Том 7. Поднятая целина. Книга вторая - Шолохов Михаил Александрович 9 стр.


— Дай я зашью, попробую, а тогда поглядишь, — настойчиво просила девушка.

— Да изволь, только труды твои пропадут даром, — согласился Давыдов.

С давыдовской полосатой рубахой в руках ей было неудобно являться на стан: это вызвало бы множество разговоров и вольных шуток по ее адресу… Она искоса, воровато взглянула на Давыдова и, прикрываясь плечом, сунула маленький теплый комочек за лифчик.

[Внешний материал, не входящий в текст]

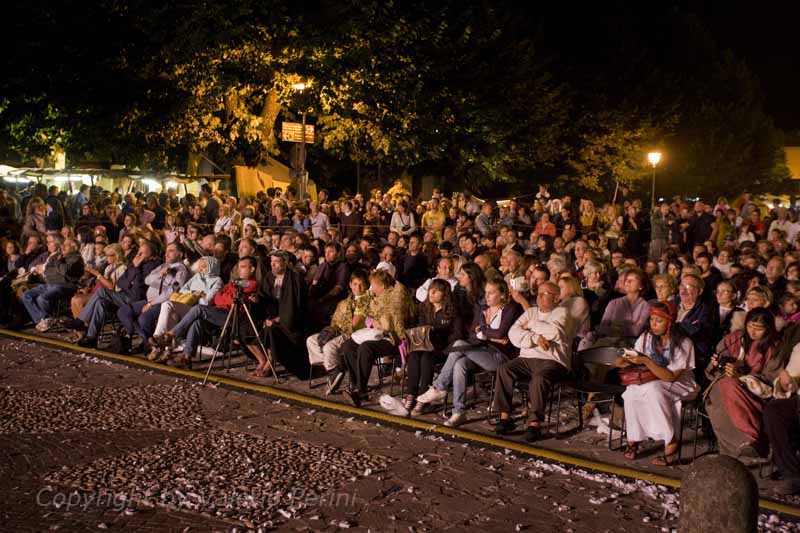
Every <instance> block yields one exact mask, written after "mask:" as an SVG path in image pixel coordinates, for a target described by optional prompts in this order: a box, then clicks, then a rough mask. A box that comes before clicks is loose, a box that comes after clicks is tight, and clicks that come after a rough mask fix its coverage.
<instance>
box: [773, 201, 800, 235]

Странное, незнакомое и волнующее чувство испытала она в тот момент, когда запыленная давыдовская тельняшка легла ей на голую грудь: будто все горячее тепло сильного мужского тела вошло в нее и заполнило всю, до отказа… У нее мгновенно пересохли губы, на узком белом лбу росинками выступила испарина, и даже походка вдруг стала какой-то осторожной и неуверенной.

А Давыдов ничего не замечал, ничего не видел. Через минуту он уже забыл о том, что сунул ей в руки свою грязную тельняшку, и, обращаясь к ней, весело воскликнул:

— Смотри, Варюха, как чествуют победителей! Это ведь учетчик нам машет фуражкой. Стало быть, мы поработали с тобой на совесть, факт!

* * *

После ужина невдалеке от будки мужчины разложили костер, сели вокруг него покурить.

— Ну, теперь — по душам: почему плохо работали? Почему так затянули вспашку? — спросил Давыдов.

— В тех бригадах быков больше, — отозвался младший Бесхлебнов.

— На сколько же больше?

— А ты не знаешь? В третьей — на восемь пар больше, а это, как ни кидай, а четыре плуга! В первой — на два плуга больше, тоже, выходит, они посильнее нас будут.

— У нас и план больше, — вставил Прянишников.

Давыдов усмехнулся:

— И на много больше?

— Хоть на тридцать гектаров, а больше. Их тоже носом не всковыряешь.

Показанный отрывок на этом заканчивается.